Ziyaretçiler 19. yüzyıl sonu 20 yüzyıl başı önemli avangart isimlerin
yanı sıra daha az bilinen sanatçıların resimlerini sembolist müzik
eşliğinde görme fırsatı buluyor...
19. yüzyılın sonlarında sanayileşen ve makineleşen Avrupa’ya tepki olarak doğan sembolizm felsefe, şiir ve müzik ile yakından ilgilidir. Entelektüel bir yaklaşımla, endişe ve karamsarlık duygularıyla ruhsallığa, efsanelere, öteki dünyaya ve mitolojiye yönelim olur. Sembolist sanatçılar görülebilen gerçek yerine hayallerden ve sezgilerden yola çıkar. Ölüm, rüyalar, sonsuzluk, kozmos, güneşin canlılığı, alacakaranlık, bilim ve modern çağ hakkında düşünceleri ve duyguları anlatabilmek için manzarayı kullanılırlar. Odilon Redon içe yönelişin büyüsüne kapılarak düşlerden alınan fantastik konuları, simgeci bir anlayışla verir. Canlı renklerle doğa görünümleri resmeder. Görsel imge gözün seçemediklerini, söylenemeyenleri ifadelendirir. Sembolist şair Charles Baudelaire için “Yeteneklerin kraliçesi imgelemdir.

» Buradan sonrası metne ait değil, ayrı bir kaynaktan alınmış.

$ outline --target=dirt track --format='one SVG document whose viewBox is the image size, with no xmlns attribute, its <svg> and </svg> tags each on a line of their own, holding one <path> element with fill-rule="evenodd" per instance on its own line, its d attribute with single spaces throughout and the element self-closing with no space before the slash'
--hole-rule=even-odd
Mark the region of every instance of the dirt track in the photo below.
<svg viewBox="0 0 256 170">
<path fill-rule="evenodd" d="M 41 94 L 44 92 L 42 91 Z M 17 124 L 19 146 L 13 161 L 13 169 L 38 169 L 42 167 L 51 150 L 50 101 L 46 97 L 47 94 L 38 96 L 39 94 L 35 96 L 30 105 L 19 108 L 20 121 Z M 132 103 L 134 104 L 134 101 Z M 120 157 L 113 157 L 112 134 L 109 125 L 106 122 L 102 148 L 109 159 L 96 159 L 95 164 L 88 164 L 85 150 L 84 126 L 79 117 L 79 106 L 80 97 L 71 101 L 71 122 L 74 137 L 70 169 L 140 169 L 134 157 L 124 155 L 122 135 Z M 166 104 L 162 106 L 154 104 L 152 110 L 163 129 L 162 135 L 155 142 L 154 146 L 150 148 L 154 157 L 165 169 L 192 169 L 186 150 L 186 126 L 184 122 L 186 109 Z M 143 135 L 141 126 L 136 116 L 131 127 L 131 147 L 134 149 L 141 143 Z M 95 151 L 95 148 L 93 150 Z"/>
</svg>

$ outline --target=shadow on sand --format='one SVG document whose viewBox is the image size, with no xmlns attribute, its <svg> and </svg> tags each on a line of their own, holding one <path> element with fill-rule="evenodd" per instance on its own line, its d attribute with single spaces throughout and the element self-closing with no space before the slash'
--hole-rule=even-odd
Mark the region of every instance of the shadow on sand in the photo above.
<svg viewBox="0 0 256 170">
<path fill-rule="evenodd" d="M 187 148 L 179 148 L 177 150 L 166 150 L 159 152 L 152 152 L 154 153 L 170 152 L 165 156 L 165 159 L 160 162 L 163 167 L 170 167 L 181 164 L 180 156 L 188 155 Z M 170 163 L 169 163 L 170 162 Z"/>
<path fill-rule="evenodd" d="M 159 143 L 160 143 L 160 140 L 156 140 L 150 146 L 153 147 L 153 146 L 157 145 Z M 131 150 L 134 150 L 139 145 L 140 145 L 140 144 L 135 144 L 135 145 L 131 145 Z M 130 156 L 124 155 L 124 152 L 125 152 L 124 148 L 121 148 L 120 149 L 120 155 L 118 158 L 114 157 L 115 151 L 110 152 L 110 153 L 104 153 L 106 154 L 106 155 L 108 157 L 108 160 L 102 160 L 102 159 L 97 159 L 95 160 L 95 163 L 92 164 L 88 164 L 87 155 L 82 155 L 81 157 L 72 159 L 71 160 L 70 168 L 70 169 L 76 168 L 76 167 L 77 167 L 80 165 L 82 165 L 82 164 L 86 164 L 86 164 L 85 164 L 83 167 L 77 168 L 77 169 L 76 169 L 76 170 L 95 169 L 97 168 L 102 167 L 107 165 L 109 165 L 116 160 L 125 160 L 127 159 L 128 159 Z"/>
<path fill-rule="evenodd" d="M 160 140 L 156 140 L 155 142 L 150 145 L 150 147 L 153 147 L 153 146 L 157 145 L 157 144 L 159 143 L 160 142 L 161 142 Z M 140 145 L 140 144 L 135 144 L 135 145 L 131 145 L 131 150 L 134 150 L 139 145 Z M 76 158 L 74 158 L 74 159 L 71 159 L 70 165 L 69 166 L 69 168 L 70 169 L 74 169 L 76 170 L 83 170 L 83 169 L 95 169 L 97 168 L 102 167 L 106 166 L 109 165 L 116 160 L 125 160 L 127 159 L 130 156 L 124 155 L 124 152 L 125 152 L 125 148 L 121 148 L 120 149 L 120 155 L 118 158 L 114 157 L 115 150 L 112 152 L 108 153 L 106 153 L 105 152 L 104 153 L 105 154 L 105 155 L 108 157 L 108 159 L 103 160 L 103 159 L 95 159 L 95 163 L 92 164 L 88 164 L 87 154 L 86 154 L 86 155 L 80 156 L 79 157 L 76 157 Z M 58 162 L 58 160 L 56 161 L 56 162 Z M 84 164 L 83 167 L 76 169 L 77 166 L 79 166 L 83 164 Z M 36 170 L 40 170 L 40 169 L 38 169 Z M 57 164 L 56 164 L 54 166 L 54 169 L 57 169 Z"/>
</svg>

Bütün evren imgelem gücünün yer ve değer vereceği imgeler ve simgeler dağarcığından başka bir şey değildir. Gözle görülen nesneler ideal ve daha farklı bir gerçeğin tasarımıdır.” “Bir tapınaktır doğa, canlı sütunlarından / Anlaşılmaz sesler duyulur zaman zaman / Simge ormanları içinden geçer insan / Ve onu izler ormanın bakışları.”